Why Sarah Silverman Believes Her Grandfather Killed Her Infant Brother

Sarah Silverman shared insight into the circumstances around her infant brother Jeffrey’s unexpected death and how her paternal grandfather Max Silverman was involved.

Sarah Silverman is giving a glimpse into her family’s story.

Over 50 years after the unexpected death of her older brother Jeffrey Silverman at 3 months old, the comedian said her father once told her that her late grandfather Max Silverman was responsible for the tragedy.

“The story was that something happened with the crib, and Jeffrey’s little body slid and he got suffocated,” Sarah—who has two sisters, Susan Silverman, 62, Laura Silverman, 58—explained to Rolling Stone in an interview published May 18. “But if you look back, there was never a lawsuit with the crib company or anything.”   
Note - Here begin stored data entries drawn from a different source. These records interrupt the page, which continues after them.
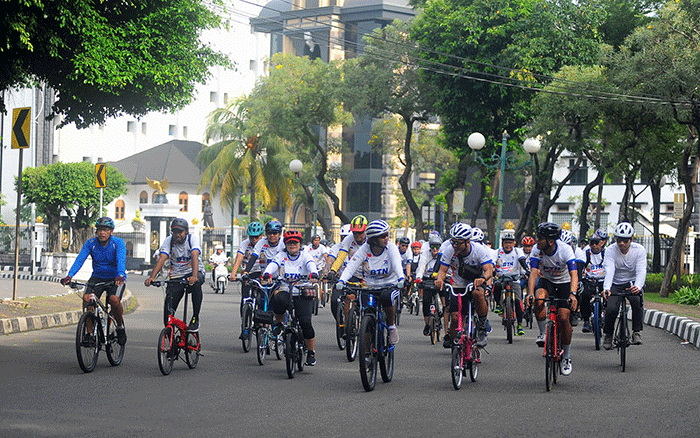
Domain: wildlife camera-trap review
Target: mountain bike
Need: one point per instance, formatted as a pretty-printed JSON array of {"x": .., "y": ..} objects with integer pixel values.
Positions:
[
  {"x": 97, "y": 329},
  {"x": 466, "y": 355},
  {"x": 175, "y": 336},
  {"x": 373, "y": 341}
]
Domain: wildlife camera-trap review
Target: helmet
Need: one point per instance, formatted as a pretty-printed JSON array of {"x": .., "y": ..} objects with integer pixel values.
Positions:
[
  {"x": 105, "y": 222},
  {"x": 599, "y": 234},
  {"x": 566, "y": 236},
  {"x": 292, "y": 236},
  {"x": 548, "y": 230},
  {"x": 274, "y": 226},
  {"x": 179, "y": 223},
  {"x": 461, "y": 231},
  {"x": 255, "y": 229},
  {"x": 358, "y": 224},
  {"x": 376, "y": 228},
  {"x": 624, "y": 230}
]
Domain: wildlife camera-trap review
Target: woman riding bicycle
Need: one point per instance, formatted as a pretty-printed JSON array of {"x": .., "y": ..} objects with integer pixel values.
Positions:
[
  {"x": 380, "y": 262},
  {"x": 293, "y": 265}
]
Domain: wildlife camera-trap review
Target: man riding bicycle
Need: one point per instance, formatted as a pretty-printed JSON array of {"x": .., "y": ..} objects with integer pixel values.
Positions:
[
  {"x": 108, "y": 264},
  {"x": 183, "y": 251},
  {"x": 556, "y": 263}
]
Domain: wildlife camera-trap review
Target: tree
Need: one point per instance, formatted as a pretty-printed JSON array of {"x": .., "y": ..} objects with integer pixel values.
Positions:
[
  {"x": 69, "y": 188},
  {"x": 105, "y": 59}
]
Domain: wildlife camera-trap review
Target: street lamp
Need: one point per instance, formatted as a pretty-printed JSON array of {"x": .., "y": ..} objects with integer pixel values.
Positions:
[
  {"x": 476, "y": 142},
  {"x": 296, "y": 166}
]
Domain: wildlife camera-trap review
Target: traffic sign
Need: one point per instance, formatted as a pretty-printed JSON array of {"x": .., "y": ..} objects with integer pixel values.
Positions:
[
  {"x": 100, "y": 175},
  {"x": 20, "y": 127}
]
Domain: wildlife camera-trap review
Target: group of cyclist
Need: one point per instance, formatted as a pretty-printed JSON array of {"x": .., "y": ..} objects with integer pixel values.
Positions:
[{"x": 549, "y": 265}]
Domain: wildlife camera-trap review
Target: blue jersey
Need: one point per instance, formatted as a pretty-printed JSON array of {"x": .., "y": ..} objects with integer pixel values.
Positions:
[{"x": 108, "y": 261}]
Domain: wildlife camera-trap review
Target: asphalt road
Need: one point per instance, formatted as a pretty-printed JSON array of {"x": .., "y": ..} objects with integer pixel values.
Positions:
[{"x": 44, "y": 392}]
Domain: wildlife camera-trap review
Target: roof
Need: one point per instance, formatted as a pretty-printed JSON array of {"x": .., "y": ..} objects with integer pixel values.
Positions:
[{"x": 174, "y": 161}]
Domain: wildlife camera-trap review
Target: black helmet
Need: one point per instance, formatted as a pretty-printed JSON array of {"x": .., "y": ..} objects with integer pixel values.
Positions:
[
  {"x": 548, "y": 230},
  {"x": 105, "y": 222},
  {"x": 179, "y": 223}
]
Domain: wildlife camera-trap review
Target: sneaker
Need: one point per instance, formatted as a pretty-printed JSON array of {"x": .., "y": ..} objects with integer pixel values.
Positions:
[
  {"x": 121, "y": 335},
  {"x": 311, "y": 358},
  {"x": 540, "y": 340},
  {"x": 393, "y": 335},
  {"x": 636, "y": 338},
  {"x": 194, "y": 325},
  {"x": 607, "y": 342},
  {"x": 587, "y": 327},
  {"x": 566, "y": 367}
]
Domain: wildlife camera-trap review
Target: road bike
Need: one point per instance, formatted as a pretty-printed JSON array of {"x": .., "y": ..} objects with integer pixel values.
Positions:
[
  {"x": 373, "y": 341},
  {"x": 466, "y": 355},
  {"x": 175, "y": 336},
  {"x": 97, "y": 330}
]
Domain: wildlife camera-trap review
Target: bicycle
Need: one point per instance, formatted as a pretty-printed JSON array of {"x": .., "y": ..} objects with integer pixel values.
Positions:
[
  {"x": 466, "y": 355},
  {"x": 373, "y": 341},
  {"x": 102, "y": 334},
  {"x": 175, "y": 336}
]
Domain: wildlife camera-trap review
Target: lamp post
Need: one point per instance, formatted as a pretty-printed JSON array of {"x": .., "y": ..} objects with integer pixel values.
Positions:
[
  {"x": 296, "y": 167},
  {"x": 476, "y": 142}
]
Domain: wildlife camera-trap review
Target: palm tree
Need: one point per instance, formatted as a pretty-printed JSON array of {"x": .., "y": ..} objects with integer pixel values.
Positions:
[{"x": 240, "y": 162}]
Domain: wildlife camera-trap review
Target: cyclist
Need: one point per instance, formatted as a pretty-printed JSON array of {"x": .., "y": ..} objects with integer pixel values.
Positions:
[
  {"x": 594, "y": 273},
  {"x": 245, "y": 250},
  {"x": 380, "y": 263},
  {"x": 183, "y": 251},
  {"x": 510, "y": 262},
  {"x": 108, "y": 255},
  {"x": 554, "y": 261},
  {"x": 470, "y": 263},
  {"x": 625, "y": 267},
  {"x": 292, "y": 265}
]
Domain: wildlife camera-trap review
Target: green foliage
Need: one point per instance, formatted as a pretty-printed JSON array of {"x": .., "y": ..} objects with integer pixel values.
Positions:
[{"x": 108, "y": 58}]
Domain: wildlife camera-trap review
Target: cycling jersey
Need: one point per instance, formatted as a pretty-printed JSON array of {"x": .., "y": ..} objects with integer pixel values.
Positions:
[
  {"x": 376, "y": 270},
  {"x": 555, "y": 267},
  {"x": 108, "y": 261}
]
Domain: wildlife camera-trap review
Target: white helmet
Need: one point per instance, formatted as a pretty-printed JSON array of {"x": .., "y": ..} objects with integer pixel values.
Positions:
[{"x": 624, "y": 230}]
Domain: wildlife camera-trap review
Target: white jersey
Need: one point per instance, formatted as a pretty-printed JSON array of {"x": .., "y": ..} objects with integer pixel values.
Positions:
[
  {"x": 377, "y": 270},
  {"x": 555, "y": 267},
  {"x": 246, "y": 248},
  {"x": 622, "y": 268},
  {"x": 291, "y": 269},
  {"x": 478, "y": 256},
  {"x": 266, "y": 252}
]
After her dad late Donald Silverman attended her production of Bedwetter in 2022, one year before his death, he shared what really happened to her brother, who was born several years before her.

“My dad says, ‘I always felt that he was crying or something, and my dad shook him,’” the 54-year-old recalled of the conversation. “‘He shook him in a rage and killed him.’ As soon as he said it, it was like, ‘Of course, that’s what happened.’”
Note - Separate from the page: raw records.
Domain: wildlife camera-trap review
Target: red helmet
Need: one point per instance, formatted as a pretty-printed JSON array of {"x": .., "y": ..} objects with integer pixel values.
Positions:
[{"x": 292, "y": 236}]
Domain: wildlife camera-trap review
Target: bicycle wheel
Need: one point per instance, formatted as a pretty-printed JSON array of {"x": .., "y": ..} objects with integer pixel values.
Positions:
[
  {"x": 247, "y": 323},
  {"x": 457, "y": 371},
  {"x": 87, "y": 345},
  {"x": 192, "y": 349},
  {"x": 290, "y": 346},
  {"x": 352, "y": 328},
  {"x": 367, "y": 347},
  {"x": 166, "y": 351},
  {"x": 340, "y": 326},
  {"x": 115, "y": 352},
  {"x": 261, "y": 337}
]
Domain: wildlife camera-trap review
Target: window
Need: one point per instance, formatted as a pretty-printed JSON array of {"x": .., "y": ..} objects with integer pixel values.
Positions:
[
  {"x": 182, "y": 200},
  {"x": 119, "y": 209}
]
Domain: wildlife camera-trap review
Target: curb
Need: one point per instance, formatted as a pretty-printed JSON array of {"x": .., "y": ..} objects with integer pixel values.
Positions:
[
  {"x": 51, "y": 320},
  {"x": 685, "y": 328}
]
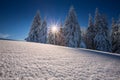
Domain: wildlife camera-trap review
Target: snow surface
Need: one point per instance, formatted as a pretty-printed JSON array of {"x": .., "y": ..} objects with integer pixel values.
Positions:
[{"x": 34, "y": 61}]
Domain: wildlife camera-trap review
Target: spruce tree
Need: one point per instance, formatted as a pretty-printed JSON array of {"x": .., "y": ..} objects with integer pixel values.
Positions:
[
  {"x": 101, "y": 39},
  {"x": 33, "y": 35},
  {"x": 43, "y": 32},
  {"x": 90, "y": 35},
  {"x": 115, "y": 36},
  {"x": 72, "y": 31}
]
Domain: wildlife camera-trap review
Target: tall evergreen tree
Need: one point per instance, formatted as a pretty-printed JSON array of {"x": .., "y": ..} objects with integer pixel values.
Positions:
[
  {"x": 115, "y": 36},
  {"x": 60, "y": 40},
  {"x": 101, "y": 39},
  {"x": 43, "y": 32},
  {"x": 90, "y": 35},
  {"x": 50, "y": 39},
  {"x": 34, "y": 31},
  {"x": 72, "y": 30}
]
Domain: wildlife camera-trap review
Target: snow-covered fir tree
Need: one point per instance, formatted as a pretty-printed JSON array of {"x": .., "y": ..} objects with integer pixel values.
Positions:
[
  {"x": 115, "y": 36},
  {"x": 97, "y": 21},
  {"x": 72, "y": 31},
  {"x": 50, "y": 39},
  {"x": 43, "y": 32},
  {"x": 60, "y": 39},
  {"x": 102, "y": 39},
  {"x": 90, "y": 34},
  {"x": 33, "y": 35}
]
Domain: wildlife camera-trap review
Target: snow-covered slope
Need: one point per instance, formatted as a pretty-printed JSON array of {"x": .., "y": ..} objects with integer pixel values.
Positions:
[{"x": 34, "y": 61}]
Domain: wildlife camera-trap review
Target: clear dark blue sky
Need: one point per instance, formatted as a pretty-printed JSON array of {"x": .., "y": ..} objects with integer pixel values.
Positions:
[{"x": 16, "y": 15}]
The Wreck-It Ralph voice actor—whose mom Beth Ann O’Hara died in 2015—said that her paternal grandmother Rose Silverman “always stood by her husband.”

Sarah added, “I couldn’t ask my mom, because she was dead.”

After the confession, she admitted that it made sense, especially with her dad’s “heartbreaking” childhood.

“His dad beat the s–t out of him every day, just mercilessly,” she told the outlet. “He had a younger brother who wasn’t touched. His father made the kids call him Mr. Silverman.”

Although Sarah—who began dating Rory Albanese in 2020—has come to terms with her family’s history, she revealed that she previously broached the subject of her brother’s death at just age 5 with a crass joke.

“My grandmother picked us up for our Sunday breakfast at a local diner, and she said, ‘Everybody buckle up,’” she wrote in her 2014 memoir The Bedwetter: Stories of Courage, Redemption and Pee, per NPR. “Thinking I was going to kill, I said, ‘Yeah, we don’t want to wind up like Jeffrey,’ and just silence. My sisters turned and looked at me like I was crazy, and my grandmother just burst into tears.”

She admitted that the incident ultimately taught her that sometimes, her comedic choices can have consequences.  

“I think I’ve been called edgy—but in all honesty, there is a safety in what I do because I’m always the idiot,” she wrote. “Unless you’re just listening to buzz words and not taking into account the context of the situation, you see, I’m always the ignoramus.”

She concluded, “No matter what I talk about or what tragic event, off-color, dark scenario is evoked in my material, I’m always the idiot in it.”